When Mohawk reported its second quarter it was the usual litany of causes for the down earnings. Jeffery S. Lorberbaum, chairman and CEO said, "Our results for the second quarter were impacted by the slowing economies in the U.S. and Europe and rapidly increasing commodity costs. Declining new U.S. home construction and residential remodeling, slowing European demand and rising raw material and energy costs have contributed to the flooring industry cyclical decline. The rapidly increasing costs are impacting our margins even as we raise selling prices to offset these costs."
The company gave guidance for the third quarter of $1.06-$1.15 per share. This was based on continued high costs of raw materials, and with several price increases including:
- 5% - 6% price increase for the U.S. laminate business during the third quarter.
- Three carpet price increases since December to offset rising costs.

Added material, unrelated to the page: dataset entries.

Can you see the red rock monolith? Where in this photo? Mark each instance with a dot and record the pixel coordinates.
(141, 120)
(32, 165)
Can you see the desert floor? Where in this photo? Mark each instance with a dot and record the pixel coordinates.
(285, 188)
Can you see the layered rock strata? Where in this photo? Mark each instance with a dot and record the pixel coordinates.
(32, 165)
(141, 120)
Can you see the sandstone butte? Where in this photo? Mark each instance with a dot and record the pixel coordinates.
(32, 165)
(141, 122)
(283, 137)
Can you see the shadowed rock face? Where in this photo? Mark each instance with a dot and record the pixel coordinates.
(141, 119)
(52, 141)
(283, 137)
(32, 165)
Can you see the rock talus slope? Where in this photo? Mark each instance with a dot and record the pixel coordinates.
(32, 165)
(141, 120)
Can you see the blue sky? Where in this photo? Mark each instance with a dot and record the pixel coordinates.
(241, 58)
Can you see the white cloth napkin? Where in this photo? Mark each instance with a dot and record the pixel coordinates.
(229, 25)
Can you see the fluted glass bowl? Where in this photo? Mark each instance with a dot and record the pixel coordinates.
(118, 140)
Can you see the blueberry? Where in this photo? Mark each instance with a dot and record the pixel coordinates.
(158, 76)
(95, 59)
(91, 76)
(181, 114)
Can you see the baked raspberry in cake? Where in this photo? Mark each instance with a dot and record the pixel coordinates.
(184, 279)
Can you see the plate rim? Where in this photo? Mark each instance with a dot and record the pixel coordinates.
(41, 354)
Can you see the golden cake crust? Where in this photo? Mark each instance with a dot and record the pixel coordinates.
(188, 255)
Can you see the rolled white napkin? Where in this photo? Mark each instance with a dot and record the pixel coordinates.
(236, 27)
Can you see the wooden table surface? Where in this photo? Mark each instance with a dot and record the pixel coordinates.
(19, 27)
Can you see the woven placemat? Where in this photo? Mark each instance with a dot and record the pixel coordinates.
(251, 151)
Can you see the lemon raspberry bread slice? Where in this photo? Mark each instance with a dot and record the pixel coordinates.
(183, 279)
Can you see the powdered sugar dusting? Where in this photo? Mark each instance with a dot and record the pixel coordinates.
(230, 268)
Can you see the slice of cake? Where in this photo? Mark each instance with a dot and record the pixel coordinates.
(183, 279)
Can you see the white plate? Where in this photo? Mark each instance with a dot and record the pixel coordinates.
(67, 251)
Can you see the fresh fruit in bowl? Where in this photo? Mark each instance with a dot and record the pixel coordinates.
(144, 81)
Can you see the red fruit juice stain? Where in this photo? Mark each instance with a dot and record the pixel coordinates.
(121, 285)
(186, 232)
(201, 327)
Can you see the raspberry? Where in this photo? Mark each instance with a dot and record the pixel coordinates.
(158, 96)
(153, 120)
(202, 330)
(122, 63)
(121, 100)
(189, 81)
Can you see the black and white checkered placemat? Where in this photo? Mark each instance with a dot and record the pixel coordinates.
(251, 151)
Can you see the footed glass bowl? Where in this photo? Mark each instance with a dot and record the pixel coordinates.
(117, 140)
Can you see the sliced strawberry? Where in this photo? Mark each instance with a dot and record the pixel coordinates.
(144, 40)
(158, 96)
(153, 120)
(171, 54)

- Mohawk also raised transportation fees. (For more on this measurement check out Earnings Forecasts: A Primer.)
The Margin Effect
While some of these price increases may not be fully implemented, we know that price increases are a lot stickier than the commodity costs, which are based on formulas and will drop immediately. "A lot of our raw materials and energy change with the rising costs. They are formula based, based on different pieces. So as those things changed they would almost immediately be impacted," Lorberbaum said during the conference call. Management said that the highest margins the industry typically sees are during falling material environments. They cited 2001 as the last time that occurred.
Operating margins hit 10.6% in the first quarter of 2001, compared to 7.9% in the second quarter to 2008. The reason for the favorable margins in 2001 according to the company was because Mohawk was "impacted by favorable material and fuel costs". (To learn more, read Analyzing Operating Margins.)
Other companies that may benefit from a broad based fall in commodity prices include Tyson Foods (NYSE:TSN) and Pilgrim's Pride (NYSE:PPC), both of whom are being impacted by soaring feed costs.
Bottom Line
If commodity costs continue to fall, companies like Mohawk will benefit on the cost side as its input costs fall, while price increases to its customers stick longer.